An elite unit of snipers went from standouts to outcasts -- victims, many say, of a witch hunt driven by jealousy and fear

MICHAEL FRISCOLANTI


----------



## MdB (15 May 2006)

I read the article in MacLean's paper version. It is very interesting and very thorough. At least, he seems to set the record straight by telling the story from the bullet and before until now.

The only thing is that he _may_ not get access to the whole story. What are/were the motivations behind the CofC and NIS actions. We only get a glimpse from an NIS spokesperson, which is 'we did our job'. Now, we have to wait for the CF Ombudsman report on the investigation. He may tells us the rest of the story.

The other thing that struck me, being an officer candidate and CF member prospect, is that the soldier(s) think they are disposable.

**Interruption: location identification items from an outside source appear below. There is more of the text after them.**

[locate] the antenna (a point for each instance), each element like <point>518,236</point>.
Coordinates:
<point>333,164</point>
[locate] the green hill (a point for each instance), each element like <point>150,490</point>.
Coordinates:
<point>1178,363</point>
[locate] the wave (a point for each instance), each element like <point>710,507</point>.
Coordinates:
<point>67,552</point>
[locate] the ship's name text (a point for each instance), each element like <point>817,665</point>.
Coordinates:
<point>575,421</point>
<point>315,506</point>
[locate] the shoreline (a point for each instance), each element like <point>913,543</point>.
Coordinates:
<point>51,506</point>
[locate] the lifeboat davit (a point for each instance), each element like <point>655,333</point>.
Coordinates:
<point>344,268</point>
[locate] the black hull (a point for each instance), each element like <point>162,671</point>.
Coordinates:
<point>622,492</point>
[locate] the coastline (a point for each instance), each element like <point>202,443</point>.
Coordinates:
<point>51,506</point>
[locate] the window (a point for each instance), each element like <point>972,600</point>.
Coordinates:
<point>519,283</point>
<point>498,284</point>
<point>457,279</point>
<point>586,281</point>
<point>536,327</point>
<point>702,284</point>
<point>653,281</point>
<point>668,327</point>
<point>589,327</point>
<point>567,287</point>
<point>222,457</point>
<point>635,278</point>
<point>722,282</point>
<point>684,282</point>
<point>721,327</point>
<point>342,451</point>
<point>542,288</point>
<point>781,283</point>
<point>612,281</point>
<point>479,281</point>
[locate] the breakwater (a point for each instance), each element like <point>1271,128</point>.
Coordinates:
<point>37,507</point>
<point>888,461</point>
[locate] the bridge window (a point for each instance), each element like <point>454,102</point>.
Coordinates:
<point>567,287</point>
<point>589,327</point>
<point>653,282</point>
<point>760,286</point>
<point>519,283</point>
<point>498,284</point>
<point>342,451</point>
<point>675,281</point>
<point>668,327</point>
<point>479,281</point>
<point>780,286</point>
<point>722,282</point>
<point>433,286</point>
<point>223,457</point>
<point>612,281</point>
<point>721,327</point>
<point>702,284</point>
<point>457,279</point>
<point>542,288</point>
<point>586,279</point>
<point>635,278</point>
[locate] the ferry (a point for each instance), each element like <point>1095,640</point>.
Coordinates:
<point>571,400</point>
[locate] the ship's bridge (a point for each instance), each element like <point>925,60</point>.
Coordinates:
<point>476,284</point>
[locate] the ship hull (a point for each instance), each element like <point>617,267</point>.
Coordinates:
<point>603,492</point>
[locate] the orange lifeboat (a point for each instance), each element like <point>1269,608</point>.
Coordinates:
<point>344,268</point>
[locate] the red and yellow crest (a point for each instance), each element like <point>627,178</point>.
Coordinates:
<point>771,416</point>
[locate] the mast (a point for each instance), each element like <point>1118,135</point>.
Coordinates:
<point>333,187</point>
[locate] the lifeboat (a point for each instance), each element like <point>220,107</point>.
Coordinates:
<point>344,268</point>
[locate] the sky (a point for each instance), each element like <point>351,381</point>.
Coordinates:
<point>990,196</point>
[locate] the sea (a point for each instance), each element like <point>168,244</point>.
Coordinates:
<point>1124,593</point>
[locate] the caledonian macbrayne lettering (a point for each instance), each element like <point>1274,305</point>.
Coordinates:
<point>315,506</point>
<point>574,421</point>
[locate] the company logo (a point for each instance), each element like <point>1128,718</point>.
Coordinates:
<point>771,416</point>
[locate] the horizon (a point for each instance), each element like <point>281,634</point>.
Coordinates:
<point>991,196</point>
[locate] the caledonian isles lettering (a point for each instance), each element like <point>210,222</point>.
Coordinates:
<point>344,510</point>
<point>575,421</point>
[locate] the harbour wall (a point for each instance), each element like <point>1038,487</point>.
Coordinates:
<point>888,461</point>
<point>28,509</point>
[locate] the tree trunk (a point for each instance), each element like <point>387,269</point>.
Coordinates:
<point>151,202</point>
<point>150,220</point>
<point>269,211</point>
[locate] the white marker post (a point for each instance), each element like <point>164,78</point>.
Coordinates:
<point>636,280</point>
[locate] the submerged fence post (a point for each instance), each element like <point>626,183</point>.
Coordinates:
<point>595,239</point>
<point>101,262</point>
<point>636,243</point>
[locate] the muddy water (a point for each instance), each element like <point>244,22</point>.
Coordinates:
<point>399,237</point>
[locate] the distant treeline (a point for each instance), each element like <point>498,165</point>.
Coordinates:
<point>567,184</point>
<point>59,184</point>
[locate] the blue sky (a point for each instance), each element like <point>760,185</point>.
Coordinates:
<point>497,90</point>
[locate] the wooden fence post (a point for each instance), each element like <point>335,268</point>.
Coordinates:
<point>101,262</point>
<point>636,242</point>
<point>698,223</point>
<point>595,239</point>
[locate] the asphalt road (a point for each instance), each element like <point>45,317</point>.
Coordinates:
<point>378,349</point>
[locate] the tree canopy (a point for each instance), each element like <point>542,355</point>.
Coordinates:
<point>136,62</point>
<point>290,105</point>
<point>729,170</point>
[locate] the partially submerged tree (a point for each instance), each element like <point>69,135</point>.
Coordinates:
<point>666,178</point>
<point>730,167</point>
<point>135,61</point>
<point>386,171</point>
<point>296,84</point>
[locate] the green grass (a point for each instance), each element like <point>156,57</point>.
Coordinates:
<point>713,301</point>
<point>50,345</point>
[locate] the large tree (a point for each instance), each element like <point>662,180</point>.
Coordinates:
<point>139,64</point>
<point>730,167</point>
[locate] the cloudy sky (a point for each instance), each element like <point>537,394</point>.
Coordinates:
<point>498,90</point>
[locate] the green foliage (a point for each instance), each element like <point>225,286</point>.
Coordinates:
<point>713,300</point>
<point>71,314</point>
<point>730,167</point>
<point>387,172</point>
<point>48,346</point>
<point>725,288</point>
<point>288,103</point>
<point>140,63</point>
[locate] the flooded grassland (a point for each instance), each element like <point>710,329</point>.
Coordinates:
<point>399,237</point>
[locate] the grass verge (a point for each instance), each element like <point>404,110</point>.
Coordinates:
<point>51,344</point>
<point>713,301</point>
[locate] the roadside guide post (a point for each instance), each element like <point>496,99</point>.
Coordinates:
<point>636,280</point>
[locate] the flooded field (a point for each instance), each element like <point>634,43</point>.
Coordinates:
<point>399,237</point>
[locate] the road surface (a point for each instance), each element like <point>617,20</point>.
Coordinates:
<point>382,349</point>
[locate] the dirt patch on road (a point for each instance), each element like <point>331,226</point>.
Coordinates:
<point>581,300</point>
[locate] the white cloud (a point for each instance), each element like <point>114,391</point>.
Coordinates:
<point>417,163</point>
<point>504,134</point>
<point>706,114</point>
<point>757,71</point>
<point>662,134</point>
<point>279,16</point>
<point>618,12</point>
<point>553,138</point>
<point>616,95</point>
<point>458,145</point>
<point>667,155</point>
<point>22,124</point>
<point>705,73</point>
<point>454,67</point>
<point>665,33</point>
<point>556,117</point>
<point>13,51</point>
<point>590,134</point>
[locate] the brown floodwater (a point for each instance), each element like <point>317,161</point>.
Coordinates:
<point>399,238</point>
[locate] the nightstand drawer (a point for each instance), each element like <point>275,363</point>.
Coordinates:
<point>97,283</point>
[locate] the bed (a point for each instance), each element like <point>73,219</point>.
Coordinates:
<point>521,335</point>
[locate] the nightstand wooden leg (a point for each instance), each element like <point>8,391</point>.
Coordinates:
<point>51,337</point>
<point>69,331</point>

Really, to build confidence in the institution and to instill leadership and sense of belonging, it shatters pretty much any illusion you might have in case things go wrong like that. The guy was a hard-head... Don't think it's enough to justify what happened. I don't think too that, if Ombudsman's report blame the CofC/NIS, there will be any apologize.


----------



## Pea (15 May 2006)

I read that article a few days ago and found it to be a very good read. It was really insightful to read where each guy has ended up since, and what they thought of the situation and how it was handled.


----------



## Bobbyoreo (15 May 2006)

I found this was a very good article. Gave me more details.


----------



## Michael Dorosh (15 May 2006)

MdB said:
			
		

> The only thing is that he _may_ not get access to the whole story. What are/were the motivations behind the CofC and NIS actions. We only get a glimpse from an NIS spokesperson, which is 'we did our job'. Now, we have to wait for the CF Ombudsman report on the investigation. He may tells us the rest of the story.



Unfortunately, stories about staff officers and the enforcers of discipline don't sell very well, so that may be forlorn hope, at least as far as reading about it in Maclean's goes.


----------



## Scoobie Newbie (15 May 2006)

Not to be insensitive here but how many people come back from a tour and pull pin with no news fanfare?
They seem to all agree they weren't in it for the records.  I am surprised they published last names, esp of those still serving.  They did their job and did it well.  To me its a non issue.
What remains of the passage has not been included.